For Cambodia's typical low-light apartment conditions, choose plants that need minimal light: java fern, anubias varieties, water sprite, and hornwort grow well under a single basic LED. If you want carpet plants or red plants, you will need a stronger light (Fluval Plant 3.0 or similar) and CO2.
Plants in a betta tank serve multiple functions: they consume ammonia and nitrate to keep water clean, provide shade and hiding spots that reduce betta stress, and produce oxygen during daylight hours that benefits the fish.
Introducing Your Betta Safely
After cycle completion, do a 30% water change to bring nitrate below 20 ppm. Then float the bag or cup the betta came in on the surface for 15-20 minutes to equalize temperature. Over the next 30-45 minutes, add small amounts of tank water to the bag every 10 minutes to acclimate the fish to your water chemistry. Net the fish out and release it — do not pour transport water into the tank.
Do not feed the betta on day one. The stress of transport suppresses appetite and digestion. Offer one or two pellets on day two. If the fish does not eat, wait another day — this is normal adjustment behavior.
First two weeks: watch closely for signs of stress (clamped fins, hiding constantly, pale color, heavy breathing).
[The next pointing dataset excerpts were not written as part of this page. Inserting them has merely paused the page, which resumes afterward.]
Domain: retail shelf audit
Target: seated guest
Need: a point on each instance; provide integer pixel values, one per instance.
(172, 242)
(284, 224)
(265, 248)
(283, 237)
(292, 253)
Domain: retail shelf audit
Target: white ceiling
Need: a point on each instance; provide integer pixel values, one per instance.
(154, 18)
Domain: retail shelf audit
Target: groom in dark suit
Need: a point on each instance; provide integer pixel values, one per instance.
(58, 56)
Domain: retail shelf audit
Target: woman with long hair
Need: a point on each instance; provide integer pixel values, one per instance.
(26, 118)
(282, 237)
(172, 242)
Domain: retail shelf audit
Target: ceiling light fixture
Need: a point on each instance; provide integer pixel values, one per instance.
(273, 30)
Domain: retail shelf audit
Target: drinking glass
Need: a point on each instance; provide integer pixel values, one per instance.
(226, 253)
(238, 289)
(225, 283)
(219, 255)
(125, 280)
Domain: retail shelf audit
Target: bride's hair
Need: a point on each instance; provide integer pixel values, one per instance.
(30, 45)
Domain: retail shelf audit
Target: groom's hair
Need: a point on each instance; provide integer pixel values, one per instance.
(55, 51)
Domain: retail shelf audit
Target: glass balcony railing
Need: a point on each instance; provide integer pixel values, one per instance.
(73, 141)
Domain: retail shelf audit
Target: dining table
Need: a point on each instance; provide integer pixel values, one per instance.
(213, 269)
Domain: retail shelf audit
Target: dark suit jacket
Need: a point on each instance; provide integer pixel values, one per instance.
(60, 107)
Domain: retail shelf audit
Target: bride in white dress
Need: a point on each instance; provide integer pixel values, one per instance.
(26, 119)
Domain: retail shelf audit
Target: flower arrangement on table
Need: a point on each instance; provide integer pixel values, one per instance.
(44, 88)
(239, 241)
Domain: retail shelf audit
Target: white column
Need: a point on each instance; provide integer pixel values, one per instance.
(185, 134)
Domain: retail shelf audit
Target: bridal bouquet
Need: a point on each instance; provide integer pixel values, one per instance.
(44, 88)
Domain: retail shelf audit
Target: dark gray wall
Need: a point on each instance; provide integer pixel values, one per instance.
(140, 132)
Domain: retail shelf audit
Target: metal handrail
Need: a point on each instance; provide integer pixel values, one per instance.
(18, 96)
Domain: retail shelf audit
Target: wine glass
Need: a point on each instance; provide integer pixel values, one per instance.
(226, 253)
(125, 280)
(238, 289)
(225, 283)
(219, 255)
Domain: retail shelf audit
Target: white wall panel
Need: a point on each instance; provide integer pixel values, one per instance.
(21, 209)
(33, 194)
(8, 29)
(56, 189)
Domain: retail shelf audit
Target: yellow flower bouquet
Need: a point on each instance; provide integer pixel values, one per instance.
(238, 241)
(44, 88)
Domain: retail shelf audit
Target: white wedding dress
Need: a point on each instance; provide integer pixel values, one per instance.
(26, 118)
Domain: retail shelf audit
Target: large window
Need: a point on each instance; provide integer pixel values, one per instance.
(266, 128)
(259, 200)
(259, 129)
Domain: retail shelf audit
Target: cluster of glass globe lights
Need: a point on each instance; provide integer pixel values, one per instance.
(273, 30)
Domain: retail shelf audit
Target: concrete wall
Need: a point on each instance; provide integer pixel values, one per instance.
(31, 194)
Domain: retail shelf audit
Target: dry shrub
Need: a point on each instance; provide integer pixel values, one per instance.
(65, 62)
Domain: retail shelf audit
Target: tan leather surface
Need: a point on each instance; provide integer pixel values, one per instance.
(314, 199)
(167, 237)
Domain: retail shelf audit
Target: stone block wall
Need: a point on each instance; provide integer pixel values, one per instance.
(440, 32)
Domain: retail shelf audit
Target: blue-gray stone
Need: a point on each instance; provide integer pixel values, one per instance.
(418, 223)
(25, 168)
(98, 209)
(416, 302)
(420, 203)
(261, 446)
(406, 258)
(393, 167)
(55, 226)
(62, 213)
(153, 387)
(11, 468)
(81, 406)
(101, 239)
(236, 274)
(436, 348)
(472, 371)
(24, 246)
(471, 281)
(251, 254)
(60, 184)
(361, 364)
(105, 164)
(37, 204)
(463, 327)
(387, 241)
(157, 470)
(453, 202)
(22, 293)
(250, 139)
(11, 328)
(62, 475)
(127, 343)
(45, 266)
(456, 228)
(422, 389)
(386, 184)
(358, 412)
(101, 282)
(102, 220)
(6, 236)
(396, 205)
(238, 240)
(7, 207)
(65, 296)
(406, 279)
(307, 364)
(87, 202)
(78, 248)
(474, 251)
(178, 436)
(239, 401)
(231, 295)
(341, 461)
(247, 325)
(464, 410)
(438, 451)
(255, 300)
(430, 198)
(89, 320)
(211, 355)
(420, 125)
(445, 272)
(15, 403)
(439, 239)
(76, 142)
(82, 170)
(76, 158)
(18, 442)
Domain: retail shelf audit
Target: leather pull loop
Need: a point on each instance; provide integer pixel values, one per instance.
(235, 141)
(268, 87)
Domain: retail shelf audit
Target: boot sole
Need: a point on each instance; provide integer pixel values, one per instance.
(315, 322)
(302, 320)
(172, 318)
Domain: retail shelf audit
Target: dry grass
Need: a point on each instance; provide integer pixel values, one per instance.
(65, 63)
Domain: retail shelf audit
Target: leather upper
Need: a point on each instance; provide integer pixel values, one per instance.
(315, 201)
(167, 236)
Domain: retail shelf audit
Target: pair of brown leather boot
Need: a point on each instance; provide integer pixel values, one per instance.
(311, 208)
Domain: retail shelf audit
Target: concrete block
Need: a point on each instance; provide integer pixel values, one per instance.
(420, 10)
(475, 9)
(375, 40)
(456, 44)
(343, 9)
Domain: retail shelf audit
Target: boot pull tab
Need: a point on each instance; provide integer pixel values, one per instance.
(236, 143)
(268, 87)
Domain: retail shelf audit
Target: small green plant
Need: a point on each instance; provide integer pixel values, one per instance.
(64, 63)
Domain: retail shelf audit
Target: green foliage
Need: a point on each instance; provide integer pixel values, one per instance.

If water quality is good and temperature is stable, the betta should begin exploring and displaying normal behavior within 3-5 days.
- ✦Turn off aquarium lights during the first 24 hours to reduce stress
- ✦Do not tap the glass or startle the betta for the first week
- ✦Offer a mirror for 1 minute on day 3 — a healthy betta will flare confidently
Weekly Maintenance Routine
A sustainable weekly routine keeps betta tanks healthy with minimal effort: every week, remove 25% of tank water with a gravel vacuum (siphon waste from the substrate), replace with fresh dechlorinated water at the same temperature, wipe algae from glass with a clean magnet scraper, check heater temperature, and observe the betta's behavior and fin condition.
Every month: test water parameters with the API kit (ammonia, nitrite, nitrate, pH), rinse sponge filter media in old tank water (never tap water — chlorine kills the beneficial bacteria), and trim any overgrown plants.
In Cambodia's climate, weekly water changes are especially important during the hot dry season (March-May) when evaporation concentrates waste faster, and during the rainy season when ambient temperature fluctuations can stress fish.